Gaza gelmek...

ABD Başkan Yardımcısı Dick Cheney'e, ayağını topraklarımıza değdirir değdirmez, ülkesinin Ankara'daki büyükelçiliği, ‘‘Türkleri övün’’ diye bir not iletmiş.

Notta, söylediği zaman halkın sempatisini çekebilecek, Türk toplumunun özelliklerini bildiğini ortaya koyacak örnekler varmış:

‘‘Turkey is a very nice country’’ (Türkiye çok güzel bir ülke), ‘‘Turkey is a model country’’ (Türkiye model bir ülke) gibi...

Ankara'daki arkadaşlarımız, ‘‘Cheney'e verilen bilgi notu, eski ABD Başkanı Bill Clinton'ın iki yıl önce Meclis'teki konuşmasında Türkçe cümleler kullanmasının ve Atatürk'ün sözlerinden alıntılar yapmasının sırrını da açığa çıkarmış oldu’’ diyorlar.

Önce belirtelim:

ABD'nin Ankara Büyükelçiliği eğer Bay Cheney'e böyle bir bilgi notu vermemiş olsa, herhalde ‘‘Elçiliğin görevini tam yapmadığı’’ söylenebilirdi.

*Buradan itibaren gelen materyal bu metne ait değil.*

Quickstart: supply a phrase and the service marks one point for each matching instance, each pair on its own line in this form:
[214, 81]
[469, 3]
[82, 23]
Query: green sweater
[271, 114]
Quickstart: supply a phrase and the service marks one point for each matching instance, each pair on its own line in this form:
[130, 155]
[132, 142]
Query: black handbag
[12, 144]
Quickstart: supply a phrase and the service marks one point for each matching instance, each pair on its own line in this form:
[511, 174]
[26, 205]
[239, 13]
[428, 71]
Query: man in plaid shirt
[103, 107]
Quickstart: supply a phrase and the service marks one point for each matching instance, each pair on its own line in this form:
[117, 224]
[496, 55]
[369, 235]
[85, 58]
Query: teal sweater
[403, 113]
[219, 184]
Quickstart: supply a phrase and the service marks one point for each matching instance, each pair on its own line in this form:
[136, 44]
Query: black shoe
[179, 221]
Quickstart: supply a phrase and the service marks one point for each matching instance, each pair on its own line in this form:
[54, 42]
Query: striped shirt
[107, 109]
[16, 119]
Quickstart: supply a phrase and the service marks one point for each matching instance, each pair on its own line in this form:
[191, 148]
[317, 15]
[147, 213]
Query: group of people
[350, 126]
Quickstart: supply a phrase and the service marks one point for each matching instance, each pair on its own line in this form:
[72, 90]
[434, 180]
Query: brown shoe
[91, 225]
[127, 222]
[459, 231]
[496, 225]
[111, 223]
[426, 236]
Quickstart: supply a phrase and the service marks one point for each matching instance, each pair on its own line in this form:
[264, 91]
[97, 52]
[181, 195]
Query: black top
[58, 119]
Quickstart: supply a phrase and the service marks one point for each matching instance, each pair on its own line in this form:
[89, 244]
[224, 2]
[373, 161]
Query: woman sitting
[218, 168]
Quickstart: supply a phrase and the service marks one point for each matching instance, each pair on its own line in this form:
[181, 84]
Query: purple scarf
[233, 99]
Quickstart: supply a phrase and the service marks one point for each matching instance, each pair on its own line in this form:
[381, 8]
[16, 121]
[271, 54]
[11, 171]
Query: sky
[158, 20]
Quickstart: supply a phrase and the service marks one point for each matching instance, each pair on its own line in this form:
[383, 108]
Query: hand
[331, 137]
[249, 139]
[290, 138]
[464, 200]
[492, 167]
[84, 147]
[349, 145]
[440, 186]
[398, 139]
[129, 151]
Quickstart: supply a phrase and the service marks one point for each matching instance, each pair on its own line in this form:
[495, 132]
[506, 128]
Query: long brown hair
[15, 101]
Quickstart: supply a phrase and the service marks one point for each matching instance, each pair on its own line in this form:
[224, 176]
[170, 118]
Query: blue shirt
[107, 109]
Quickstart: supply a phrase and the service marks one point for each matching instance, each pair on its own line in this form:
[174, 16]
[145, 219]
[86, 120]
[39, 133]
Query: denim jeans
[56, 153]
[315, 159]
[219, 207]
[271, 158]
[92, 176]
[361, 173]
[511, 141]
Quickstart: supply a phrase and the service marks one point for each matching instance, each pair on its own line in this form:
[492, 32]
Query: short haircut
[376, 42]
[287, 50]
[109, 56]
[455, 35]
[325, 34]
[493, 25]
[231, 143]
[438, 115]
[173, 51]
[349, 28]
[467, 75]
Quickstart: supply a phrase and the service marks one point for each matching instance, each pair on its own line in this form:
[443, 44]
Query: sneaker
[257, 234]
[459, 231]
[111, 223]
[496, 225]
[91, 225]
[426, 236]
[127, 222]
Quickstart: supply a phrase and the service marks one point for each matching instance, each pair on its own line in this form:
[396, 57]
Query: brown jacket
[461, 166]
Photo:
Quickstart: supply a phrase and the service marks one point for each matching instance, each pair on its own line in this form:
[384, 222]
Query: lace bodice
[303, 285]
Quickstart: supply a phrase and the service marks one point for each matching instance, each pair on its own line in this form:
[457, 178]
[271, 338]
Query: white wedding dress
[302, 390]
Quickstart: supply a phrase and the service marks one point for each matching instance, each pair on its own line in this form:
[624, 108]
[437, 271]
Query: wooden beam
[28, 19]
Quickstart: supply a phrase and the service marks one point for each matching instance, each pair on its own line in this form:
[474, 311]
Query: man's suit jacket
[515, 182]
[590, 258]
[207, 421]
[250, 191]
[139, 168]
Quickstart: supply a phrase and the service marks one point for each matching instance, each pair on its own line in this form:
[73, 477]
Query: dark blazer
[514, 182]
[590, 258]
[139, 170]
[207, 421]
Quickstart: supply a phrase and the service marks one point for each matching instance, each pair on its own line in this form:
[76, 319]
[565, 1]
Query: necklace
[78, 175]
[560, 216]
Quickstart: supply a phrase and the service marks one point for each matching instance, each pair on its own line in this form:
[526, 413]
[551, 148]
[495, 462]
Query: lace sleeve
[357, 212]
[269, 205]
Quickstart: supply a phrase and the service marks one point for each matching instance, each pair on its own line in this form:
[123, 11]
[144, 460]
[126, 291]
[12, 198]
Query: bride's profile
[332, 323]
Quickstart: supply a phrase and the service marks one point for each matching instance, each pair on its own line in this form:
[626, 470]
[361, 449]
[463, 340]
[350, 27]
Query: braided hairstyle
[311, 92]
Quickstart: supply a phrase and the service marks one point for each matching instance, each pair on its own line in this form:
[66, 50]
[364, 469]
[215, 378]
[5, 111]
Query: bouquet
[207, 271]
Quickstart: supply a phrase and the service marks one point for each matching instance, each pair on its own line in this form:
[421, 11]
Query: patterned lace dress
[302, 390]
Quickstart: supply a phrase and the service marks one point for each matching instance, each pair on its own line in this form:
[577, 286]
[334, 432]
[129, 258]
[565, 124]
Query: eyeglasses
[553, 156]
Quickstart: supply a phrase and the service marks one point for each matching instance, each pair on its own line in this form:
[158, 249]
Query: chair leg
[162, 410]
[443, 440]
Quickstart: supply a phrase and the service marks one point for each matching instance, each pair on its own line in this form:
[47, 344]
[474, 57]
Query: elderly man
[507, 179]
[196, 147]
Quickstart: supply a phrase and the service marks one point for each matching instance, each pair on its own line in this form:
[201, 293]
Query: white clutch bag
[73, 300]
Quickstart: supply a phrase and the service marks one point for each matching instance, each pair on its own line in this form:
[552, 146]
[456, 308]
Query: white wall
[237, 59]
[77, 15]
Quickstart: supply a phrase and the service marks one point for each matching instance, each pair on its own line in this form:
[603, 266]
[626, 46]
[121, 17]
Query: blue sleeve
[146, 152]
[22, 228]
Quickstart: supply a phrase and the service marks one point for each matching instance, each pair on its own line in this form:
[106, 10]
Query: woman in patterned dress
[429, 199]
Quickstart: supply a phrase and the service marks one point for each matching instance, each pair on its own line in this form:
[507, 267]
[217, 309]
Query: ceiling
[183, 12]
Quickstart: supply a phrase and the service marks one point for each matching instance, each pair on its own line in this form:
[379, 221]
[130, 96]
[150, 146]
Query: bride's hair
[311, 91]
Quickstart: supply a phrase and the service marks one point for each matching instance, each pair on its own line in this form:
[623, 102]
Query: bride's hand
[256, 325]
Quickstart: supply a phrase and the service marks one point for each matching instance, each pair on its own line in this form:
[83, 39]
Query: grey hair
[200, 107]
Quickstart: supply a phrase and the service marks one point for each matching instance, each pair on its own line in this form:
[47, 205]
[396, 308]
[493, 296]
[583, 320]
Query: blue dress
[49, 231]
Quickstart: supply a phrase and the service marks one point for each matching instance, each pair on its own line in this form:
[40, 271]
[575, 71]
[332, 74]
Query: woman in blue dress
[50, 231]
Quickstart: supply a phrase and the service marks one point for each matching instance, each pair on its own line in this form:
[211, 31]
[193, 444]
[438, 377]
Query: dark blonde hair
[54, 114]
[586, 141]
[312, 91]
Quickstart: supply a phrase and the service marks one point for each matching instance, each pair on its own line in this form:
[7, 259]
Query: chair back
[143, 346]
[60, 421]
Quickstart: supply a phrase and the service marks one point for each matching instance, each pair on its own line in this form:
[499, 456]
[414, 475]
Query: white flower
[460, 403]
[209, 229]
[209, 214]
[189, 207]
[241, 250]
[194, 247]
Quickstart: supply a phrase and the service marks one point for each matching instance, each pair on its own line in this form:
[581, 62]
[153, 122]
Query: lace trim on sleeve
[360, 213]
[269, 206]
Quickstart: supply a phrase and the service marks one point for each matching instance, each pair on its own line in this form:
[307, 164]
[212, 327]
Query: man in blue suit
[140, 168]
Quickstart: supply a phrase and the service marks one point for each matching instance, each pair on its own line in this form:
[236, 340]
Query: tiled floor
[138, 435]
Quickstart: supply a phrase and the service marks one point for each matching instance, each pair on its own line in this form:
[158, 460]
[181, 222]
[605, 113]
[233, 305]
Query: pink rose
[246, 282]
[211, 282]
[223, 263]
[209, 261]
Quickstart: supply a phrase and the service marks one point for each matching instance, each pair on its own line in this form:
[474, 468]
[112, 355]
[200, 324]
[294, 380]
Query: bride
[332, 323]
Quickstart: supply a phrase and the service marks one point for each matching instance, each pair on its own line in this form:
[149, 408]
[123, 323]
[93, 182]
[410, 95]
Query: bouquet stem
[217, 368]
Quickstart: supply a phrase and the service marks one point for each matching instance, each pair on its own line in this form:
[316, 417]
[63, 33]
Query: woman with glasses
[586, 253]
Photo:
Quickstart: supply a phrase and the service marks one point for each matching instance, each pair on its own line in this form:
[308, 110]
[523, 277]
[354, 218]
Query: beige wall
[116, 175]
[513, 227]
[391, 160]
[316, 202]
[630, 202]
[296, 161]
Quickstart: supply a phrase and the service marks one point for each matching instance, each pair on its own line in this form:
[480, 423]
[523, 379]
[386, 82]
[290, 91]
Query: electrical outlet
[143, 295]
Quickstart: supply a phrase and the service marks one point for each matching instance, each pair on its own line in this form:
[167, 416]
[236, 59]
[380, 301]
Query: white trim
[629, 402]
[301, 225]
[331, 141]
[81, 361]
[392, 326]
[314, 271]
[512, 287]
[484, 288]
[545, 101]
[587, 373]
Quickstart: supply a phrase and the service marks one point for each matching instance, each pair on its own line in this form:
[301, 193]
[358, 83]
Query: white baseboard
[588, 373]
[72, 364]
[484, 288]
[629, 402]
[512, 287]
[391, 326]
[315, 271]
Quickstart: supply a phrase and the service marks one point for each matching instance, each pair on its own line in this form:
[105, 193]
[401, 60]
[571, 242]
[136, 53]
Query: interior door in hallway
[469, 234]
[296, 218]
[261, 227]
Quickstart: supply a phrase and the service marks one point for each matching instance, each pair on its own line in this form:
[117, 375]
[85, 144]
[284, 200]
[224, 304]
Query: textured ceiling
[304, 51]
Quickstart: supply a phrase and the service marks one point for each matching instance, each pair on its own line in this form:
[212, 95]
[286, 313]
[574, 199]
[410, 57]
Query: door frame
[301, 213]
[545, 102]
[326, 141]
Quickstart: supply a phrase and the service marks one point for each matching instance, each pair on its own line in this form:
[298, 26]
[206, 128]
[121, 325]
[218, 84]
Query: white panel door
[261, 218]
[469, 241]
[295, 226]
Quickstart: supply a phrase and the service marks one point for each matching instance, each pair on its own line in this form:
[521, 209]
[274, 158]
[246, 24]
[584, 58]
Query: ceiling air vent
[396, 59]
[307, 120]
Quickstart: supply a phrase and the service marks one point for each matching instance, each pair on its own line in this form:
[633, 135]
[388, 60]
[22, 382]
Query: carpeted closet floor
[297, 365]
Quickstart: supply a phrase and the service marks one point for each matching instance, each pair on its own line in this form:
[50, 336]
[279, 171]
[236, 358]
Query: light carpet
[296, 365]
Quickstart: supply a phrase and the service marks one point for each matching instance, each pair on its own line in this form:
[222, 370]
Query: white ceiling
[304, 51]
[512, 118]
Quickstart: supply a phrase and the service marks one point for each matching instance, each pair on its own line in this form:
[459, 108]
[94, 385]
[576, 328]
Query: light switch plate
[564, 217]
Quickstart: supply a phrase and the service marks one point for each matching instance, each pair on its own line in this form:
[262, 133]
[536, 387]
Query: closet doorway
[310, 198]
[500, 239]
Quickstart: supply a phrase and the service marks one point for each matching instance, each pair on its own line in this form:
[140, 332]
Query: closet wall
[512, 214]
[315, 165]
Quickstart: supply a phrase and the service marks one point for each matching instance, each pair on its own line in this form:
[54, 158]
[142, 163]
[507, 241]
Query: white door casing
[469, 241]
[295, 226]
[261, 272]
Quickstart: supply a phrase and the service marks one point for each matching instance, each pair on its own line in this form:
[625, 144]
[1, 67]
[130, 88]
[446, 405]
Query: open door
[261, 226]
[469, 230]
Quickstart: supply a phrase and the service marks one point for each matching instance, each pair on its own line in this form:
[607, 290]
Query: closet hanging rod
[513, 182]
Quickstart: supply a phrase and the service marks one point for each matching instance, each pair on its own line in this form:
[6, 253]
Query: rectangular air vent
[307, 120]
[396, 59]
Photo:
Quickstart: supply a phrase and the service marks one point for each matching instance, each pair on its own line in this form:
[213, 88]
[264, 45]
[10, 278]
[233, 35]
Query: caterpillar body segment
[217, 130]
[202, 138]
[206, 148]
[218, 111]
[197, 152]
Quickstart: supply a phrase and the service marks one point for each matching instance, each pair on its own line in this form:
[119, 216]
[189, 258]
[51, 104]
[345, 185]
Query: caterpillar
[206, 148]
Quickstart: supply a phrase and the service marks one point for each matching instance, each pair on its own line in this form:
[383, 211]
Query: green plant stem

Kaldı ki sadece Bay Cheney'e değil, herhangi bir lidere (hatta yurtiçi gezilerinde parti genel başkanlarına da) böyle gideceği yere varmadan önce bilgi verilir, yörenin övülecek tarafları anlatılır, değinilecek sorunlar ve çözüm yolları da öneri olarak sunulur. Gerisi o liderin ferasetine kalır. Beceri sahibiyse o konuları çok iyi biliyormuş, üzerinde uzun süre çalışmış, çözümler üretmiş gibi görünür, puan toplar. Yeterince beceri sahibi değilse biraz ‘‘Fransız’’ kalır.

Kısaca biz ‘‘Bilgi Notu’’nun verilmesinde değil, tuhaflığı kendimizde görüyoruz:

Gerçekten sevgili milletimiz dışarıdan bir yabancı gelince bizimle ilgili iyi bir şeyler söyleyecek mi söylemeyecek mi diye ağzına bakar. Aslı olsun olmasın, iyi bir şeyler söylediğine ilişkin haberleri okuyunca yahut öğrenince bayılır, ‘‘İşte bir dostumuz daha var’’ havalarına girer.

Bu düpedüz kolektif bir aşağılık kompleksi sorunumuz olduğunu gösterir, gelenlerin Türkiye'yi sevdiğini, bizim ne kadar aslan ne kadar kaplan olduğumuzu bir bakışta anladığını filan değil...

İçi boş, ama ambalajı güzel laflarla bizi -deyimi hoş görün- gaza getirirler. Bir bakarsınız, ‘‘21'inci asrın en umut veren ülkeleri’’ listesinin başına gelmişiz. Ertesi gün ‘‘Büyüyen 10 Pazar’’ (10 Emerging Markets) içinde sayılmışız. Söyleneni de irdelemeyiz. Örneğin neden ‘‘pazar’’ oluyoruz da ‘‘üreten ülke’’ kategorisine girmiyoruz, demeyiz. Övüyormuş gibi görünürken aslında bizi yerdiklerini görmezden geliriz.

Biz ‘‘Aslan Türkler! Dünyaya kahramanlık dersi verdiler’’ dedirtmek için 1950-53 arasında Kore'de 1000'den fazla evladığımızı toprağa gömüp gelmiş bir milletiz.

İyi de bu kadar saf olmaya mecbur muyuz?